Amici, attraverso i nostri contatti con il mondo della prostituzione che per correttezza lasceremo anonimi (le vs. mamme) siamo venuti in possesso di un file con alcune nuove intercettazioni sul caso Rubygate (ma cosa cazzo vuol dire “Rubygate”? Sì, si rifà al Watergate, ma Watergate era il nome dell’albergo in cui furono effettuate le intercettazioni che portarono alle dimissioni di Nixon – un vero signore in confronto al nostro premier – non una parola composta con significati particolari. Mah!… misteri dell’informazione italiana…).

Dopo averne verificato l’attendibilità (è stato semplicissimo: dopo quello che sta succedendo in questi giorni, ogni cosa è possibile e attendibile) abbiamo preso il testo delle intercettazioni e, in perfetto stile AnnoZero, lo abbiamo montato con delle immagini a cazzo di cane, fatto doppiare da dei doppiatori inverosimili e abbiamo deciso di metterlo on line lasciando il giudizio a voi lettori.

Sì, abbiamo superato ogni immaginazione, ogni cosa può essere detta e fatta e quando, tra 30 anni, racconteremo quello che è successo al nostro Paese (di merda) in questo decennio, nessuno ci crederà.

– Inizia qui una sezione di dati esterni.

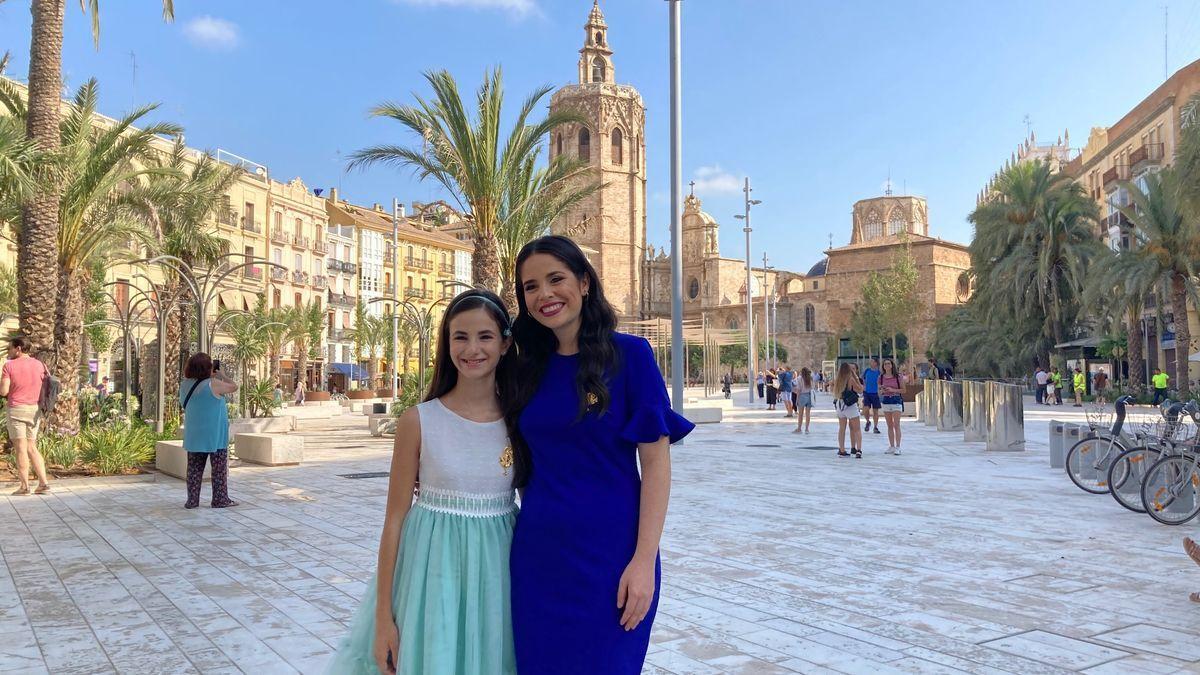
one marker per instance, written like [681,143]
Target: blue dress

Intanto dal PDL fanno sapere quella che sarà la nuova linea difensiva per l’accusa di favoreggiamento della prostituzione minorile.

Silvio trombava le minorenni aspiranti soubrette nel suo ruolo di Presidente Mediaset. Quindi il tribunale competente è quello di Forum.

P.S. Su Raidue, dove non fanno un film da oltre 10 anni ma solo fiction del cazzo, telefilm di merda e quiz per idioti, ieri sera hanno mandato in onda “Le vite degli altri”.

E questo dopo che per due settimane la Santanchè, Lupi e altre vuvuzelas del padrone lo hanno continuamente portato ad esempio (in perfetta malafede e non capendoci tra l’altro neanche una beata sega) di quello che sta succedendo al premier.

E questa è solo l’anteprima.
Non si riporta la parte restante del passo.